2.4.x release notes

What's new

Block password authentication in Bitbucket, disable automatic user activation, better logging.

Upgrade consideration

We introduced the new JSON configuration version 6. Automated scripts using the undocumented PUT /config REST API might have to be modified:
- Non SSO URLs have been migrated to regular expressions.

Data Center

No special considerations apply for this update, general (6.14.x) Datacenter installations guidelines apply.

Changelog

2.4.8

Released on 12 February 2019 for Bitbucket, Bamboo and Fisheye/Crucible

Fixed a cross-site scripting vulnerability on the logged out page: 2019-02-12 XSS Vulnerability on Logged Out Page.
Fixed caching issue with redirects
Minor bug fixes.

2.4.7

Released on 19 December 2018 for Bitbucket, Bamboo and Fisheye/Crucible

Fixed decrypting encrypted assertions in special cases.
Fixed importing metadata on Windows installations.
Fixed creating authentication trackers on IdP initiated sign on.

2.4.6

Released on 3 December 2018 for Bitbucket, Bamboo and Fisheye/Crucible

Updated opensaml3 library to version 3.4.0.
Fixed "skip untransformed groups".

2.4.5

Released on 8 November 2018 for Jira (Data Center), Confluence (Data Center), Bitbucket (Sever and Data Center), Bamboo and Fisheye/Crucible

Improved UI/UX in System & Support section. It's now easier to create and export authentication trackers.
Fixed reading of userid attribute during authentication by email address.
Fixed a bug where the user creation could be enabled even though the user update was disabled.

2.4.4

Released on 26 October 2018 for Fisheye/Crucible

Fixed accessing deep links by sending the correct Relay State to the IdP.
Fixed resetting captcha after successful Single Sign On.
Fixed local login on Dashboard so that it does not redirect to IdP anymore.
Added the Base URL to the Force SSO URLs for new installations.

2.4.3

Released on 4 October 2018 for Jira, Confluence, Bitbucket and Bamboo

Added support for "Deny Password Authenticator", see here.
Handle long relay states differently to avoid misleading errors in log.
Fixed redirection to invalid URLs to avoid misleading errors in log.

Changes specific to JIRA

Fixed bug during user creation if no users with Jira administrators permission are available in system.

Changes specific to Confluence

None

Changes specific to Bitbucket

None

Changes specific to Bamboo

None

2.4.2

Released on 28 September 2018 for Fisheye/Crucible

Fixed logout redirection for non-SAML users.
The POST binding is removed because of incompatibilities with most Fisheye/Crucible versions. The REDIRECT binding is now set as default binding.

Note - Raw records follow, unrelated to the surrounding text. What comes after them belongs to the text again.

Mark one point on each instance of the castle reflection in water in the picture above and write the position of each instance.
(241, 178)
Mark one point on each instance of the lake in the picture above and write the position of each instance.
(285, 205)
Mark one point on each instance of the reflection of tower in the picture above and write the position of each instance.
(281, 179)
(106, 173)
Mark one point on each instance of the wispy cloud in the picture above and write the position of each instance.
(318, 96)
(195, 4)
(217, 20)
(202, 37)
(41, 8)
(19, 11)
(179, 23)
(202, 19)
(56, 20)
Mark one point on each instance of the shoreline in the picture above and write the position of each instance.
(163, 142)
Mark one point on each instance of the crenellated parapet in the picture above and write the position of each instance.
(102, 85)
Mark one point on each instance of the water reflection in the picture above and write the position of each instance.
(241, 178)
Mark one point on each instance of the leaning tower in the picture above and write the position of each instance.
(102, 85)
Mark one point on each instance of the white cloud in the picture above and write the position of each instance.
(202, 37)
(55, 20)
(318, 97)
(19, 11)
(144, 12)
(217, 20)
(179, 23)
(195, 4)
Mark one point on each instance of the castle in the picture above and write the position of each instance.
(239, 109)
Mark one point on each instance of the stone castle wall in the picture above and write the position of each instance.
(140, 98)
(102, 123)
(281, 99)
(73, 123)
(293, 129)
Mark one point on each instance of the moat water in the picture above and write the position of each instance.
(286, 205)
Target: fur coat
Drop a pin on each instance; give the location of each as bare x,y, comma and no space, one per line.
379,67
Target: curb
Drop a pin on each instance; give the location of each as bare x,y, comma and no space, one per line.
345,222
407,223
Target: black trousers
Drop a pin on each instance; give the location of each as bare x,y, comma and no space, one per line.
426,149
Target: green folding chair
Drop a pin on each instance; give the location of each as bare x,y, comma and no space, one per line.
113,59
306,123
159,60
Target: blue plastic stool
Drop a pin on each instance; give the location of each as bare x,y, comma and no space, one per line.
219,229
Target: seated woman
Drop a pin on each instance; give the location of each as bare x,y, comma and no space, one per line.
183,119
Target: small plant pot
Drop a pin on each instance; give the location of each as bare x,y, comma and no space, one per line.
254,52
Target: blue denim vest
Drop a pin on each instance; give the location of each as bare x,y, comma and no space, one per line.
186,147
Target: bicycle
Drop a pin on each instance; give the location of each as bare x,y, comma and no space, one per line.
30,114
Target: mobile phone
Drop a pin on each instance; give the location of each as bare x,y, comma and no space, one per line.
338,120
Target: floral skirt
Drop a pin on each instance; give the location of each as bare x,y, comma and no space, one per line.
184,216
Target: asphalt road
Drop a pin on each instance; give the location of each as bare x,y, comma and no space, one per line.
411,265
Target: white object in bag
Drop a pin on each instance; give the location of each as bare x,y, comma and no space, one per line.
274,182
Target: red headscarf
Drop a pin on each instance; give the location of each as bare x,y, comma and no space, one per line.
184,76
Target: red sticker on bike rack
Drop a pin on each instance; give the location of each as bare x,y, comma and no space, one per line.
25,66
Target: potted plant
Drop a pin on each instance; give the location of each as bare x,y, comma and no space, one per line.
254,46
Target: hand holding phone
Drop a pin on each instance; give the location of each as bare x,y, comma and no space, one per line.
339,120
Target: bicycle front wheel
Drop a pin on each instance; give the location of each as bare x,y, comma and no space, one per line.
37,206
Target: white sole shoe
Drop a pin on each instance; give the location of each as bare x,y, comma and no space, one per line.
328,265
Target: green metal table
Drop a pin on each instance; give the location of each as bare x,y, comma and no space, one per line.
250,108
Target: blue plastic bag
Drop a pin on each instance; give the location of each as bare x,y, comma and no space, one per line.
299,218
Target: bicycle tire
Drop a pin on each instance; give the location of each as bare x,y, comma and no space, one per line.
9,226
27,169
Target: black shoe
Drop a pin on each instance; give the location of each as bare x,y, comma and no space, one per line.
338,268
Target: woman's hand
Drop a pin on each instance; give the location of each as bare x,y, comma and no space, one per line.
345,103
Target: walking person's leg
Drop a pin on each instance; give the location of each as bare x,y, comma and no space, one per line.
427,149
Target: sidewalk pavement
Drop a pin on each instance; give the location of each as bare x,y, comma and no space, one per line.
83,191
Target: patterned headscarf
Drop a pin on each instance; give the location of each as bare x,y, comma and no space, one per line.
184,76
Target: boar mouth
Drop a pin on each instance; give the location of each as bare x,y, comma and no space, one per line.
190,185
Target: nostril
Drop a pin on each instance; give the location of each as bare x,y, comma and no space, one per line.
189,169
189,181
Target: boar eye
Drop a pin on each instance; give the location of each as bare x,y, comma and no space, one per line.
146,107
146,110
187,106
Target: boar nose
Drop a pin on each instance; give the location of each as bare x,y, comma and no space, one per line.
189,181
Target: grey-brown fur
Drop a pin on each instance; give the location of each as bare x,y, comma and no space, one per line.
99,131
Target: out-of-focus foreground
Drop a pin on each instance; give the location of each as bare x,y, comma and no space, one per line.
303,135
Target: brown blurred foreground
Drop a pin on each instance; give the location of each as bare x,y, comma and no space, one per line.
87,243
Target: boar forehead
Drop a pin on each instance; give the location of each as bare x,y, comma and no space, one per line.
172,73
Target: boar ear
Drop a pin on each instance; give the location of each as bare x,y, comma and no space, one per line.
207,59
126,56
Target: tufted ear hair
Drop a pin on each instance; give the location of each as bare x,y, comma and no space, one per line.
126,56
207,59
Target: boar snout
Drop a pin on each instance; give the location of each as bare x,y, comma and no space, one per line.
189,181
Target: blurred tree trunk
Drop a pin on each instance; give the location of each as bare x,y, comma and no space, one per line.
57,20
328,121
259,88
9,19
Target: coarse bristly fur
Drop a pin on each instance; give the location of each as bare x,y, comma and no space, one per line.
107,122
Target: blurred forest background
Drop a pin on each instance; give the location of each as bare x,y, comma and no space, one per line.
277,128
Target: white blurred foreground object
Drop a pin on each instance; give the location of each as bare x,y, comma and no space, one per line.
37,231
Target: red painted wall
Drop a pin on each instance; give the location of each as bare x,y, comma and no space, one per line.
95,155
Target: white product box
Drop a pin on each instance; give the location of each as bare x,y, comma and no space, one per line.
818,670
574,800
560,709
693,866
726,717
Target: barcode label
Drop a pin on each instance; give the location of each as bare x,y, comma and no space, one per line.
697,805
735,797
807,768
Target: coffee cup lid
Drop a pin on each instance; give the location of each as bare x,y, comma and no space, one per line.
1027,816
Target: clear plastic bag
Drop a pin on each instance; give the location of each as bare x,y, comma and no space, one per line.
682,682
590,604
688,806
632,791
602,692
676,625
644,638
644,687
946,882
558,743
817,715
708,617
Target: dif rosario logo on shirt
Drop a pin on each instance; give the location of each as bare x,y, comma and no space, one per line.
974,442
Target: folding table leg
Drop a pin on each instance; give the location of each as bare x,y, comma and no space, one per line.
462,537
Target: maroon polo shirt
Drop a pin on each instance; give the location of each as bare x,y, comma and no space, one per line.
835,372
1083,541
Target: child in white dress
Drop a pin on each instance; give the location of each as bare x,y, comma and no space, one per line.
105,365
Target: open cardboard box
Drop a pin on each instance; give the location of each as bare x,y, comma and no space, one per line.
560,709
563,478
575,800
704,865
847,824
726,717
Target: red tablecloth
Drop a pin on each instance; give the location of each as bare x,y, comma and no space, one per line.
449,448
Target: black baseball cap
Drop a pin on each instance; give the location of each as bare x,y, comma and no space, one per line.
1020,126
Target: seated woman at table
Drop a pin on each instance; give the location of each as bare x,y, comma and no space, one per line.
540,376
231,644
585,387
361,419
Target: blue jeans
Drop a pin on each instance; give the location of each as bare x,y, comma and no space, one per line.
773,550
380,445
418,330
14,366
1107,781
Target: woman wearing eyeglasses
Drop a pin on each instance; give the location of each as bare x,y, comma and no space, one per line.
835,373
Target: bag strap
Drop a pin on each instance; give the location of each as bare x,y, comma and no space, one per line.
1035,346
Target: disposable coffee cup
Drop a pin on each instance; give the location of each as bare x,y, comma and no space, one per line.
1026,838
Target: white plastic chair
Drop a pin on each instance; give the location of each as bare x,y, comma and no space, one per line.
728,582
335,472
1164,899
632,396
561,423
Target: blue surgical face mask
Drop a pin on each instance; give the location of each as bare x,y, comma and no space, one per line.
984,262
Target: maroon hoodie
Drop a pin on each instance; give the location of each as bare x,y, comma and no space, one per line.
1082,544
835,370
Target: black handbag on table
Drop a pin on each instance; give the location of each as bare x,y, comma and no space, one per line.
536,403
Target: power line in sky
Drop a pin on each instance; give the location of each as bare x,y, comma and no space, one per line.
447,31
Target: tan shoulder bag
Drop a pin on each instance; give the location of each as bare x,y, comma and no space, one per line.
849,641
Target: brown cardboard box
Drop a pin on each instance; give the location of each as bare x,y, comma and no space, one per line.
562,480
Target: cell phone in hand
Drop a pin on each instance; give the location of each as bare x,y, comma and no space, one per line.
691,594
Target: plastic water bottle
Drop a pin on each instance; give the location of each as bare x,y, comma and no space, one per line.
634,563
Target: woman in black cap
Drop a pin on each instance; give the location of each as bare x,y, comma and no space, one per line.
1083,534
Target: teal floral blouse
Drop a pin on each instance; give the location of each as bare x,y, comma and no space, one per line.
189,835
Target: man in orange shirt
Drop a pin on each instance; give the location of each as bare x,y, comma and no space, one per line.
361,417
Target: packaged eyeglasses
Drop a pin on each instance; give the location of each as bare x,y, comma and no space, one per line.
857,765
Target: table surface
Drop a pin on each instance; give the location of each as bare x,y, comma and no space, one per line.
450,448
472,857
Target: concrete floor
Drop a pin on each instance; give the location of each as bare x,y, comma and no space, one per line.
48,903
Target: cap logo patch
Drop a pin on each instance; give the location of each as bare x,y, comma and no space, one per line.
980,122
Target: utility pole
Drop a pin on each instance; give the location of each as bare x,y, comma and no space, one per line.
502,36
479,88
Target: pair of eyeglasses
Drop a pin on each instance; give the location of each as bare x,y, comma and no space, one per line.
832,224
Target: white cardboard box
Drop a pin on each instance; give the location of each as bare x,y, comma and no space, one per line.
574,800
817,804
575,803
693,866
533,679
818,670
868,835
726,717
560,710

If your Identity Provider does not support REDIRECT binding please contact our support.

2.4.1

Released on 21 September 2018 for Fisheye/Crucible

Fixed ClassCastException for SAML responses with embedded signatures.

2.4.0

Released on 12 September 2018 for Jira, Confluence, Bitbucket, Bamboo and Fisheye/Crucible

Added REST endpoint to reset the Entity ID.
It's now possible to disable the automatic activation of inactive users during login.
Force SSO URLs are now respecting the Non-SSO URLs.
Fixed the selection of the authentication attribute in the wizard.
Changed log levels in several cases to make the default logging less verbose.
Fixed duplicate error messages on error page.